DocumentBuilderFactory dbf = DocumentBuilderFactory.newInstance();
dbf.setFeature("http://apache.org/xml/features/disallow-doctype-decl", true);
dbf.setFeature("http://xml.org/sax/features/external-general-entities", false);
dbf.setFeature("http://xml.org/sax/features/external-parameter-entities", false);
dbf.setFeature("http://apache.org/xml/features/nonvalidating/load-external-dtd", false);
dbf.setXIncludeAware(false);
dbf.setExpandEntityReferences(false);
DocumentBuilder builder = dbf.newDocumentBuilder();
return builder.parse(in);
Important: Partial hardening that disables only external entities while DTDs remain allowed is insufficient when DTDs are not required. Prefer disallow-doctype-decl.
C
Use XmlReaderSettings with DTD processing prohibited.
var settings = new XmlReaderSettings
{
DtdProcessing = DtdProcessing.Prohibit,
XmlResolver = null
};
using var reader = XmlReader.Create(stream, settings);
var doc = XDocument.Load(reader);
// Legacy XmlDocument — avoid on untrusted input; if required:
var doc = new XmlDocument { XmlResolver = null };
using var reader = XmlReader.Create(stream, settings);
doc.Load(reader);
Important: Do not call XDocument.Load(string) or XDocument.Load(stream) on untrusted input without secure XmlReader settings.
Go
Default encoding/xml does not resolve external entities. Audit third-party CGo bindings.
import "encoding/xml"
func parseSamlAssertion(body []byte) (Assertion, error) {
var env Assertion
if bytes.Contains(body, []byte("<!DOCTYPE")) ||
bytes.Contains(body, []byte("<!ENTITY")) {
return env, errors.New("DOCTYPE/ENTITY not allowed")
}
err := xml.Unmarshal(body, &env)
return env, err
}
Important: Reject documents containing <!DOCTYPE or <!ENTITY before third-party parsing when policy requires zero DTD support.
Verify During Review
- Every XML parser sets
disallow-doctype-declor equivalent DTD prohibition on untrusted input. - External general entities, parameter entities, and external DTD loading are disabled where DTDs must be supported.
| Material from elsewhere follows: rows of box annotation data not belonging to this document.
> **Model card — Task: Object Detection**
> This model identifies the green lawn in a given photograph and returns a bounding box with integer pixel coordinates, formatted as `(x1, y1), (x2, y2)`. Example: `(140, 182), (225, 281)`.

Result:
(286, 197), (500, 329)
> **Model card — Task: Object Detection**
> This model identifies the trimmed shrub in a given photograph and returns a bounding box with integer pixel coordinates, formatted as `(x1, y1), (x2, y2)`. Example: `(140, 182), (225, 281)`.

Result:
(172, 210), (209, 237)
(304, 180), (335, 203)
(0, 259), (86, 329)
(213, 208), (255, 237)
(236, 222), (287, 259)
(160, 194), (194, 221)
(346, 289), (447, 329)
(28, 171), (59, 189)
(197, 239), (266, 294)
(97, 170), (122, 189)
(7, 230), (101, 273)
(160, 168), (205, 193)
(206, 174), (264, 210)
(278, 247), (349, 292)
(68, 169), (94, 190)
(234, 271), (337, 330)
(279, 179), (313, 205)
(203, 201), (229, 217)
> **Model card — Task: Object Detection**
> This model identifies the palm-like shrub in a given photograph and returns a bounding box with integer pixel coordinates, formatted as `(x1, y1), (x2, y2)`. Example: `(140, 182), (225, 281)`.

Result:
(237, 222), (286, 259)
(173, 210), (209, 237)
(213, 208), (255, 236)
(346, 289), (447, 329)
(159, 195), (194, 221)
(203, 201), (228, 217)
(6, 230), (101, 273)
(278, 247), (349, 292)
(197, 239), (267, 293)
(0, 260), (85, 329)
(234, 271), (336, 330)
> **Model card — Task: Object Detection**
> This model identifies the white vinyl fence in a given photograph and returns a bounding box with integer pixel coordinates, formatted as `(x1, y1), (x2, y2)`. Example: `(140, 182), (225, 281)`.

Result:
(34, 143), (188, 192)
XmlResolveris null,no_network=True, or equivalent blocks outbound fetches during parse.- XSLT and XPath processors use the same hardened reader settings as primary parsers.
- File upload filters that accept SVG, Office XML, or SAML assert XXE-safe parser configuration.
- Integration tests cover file disclosure and SSRF entity payloads for each parser code path.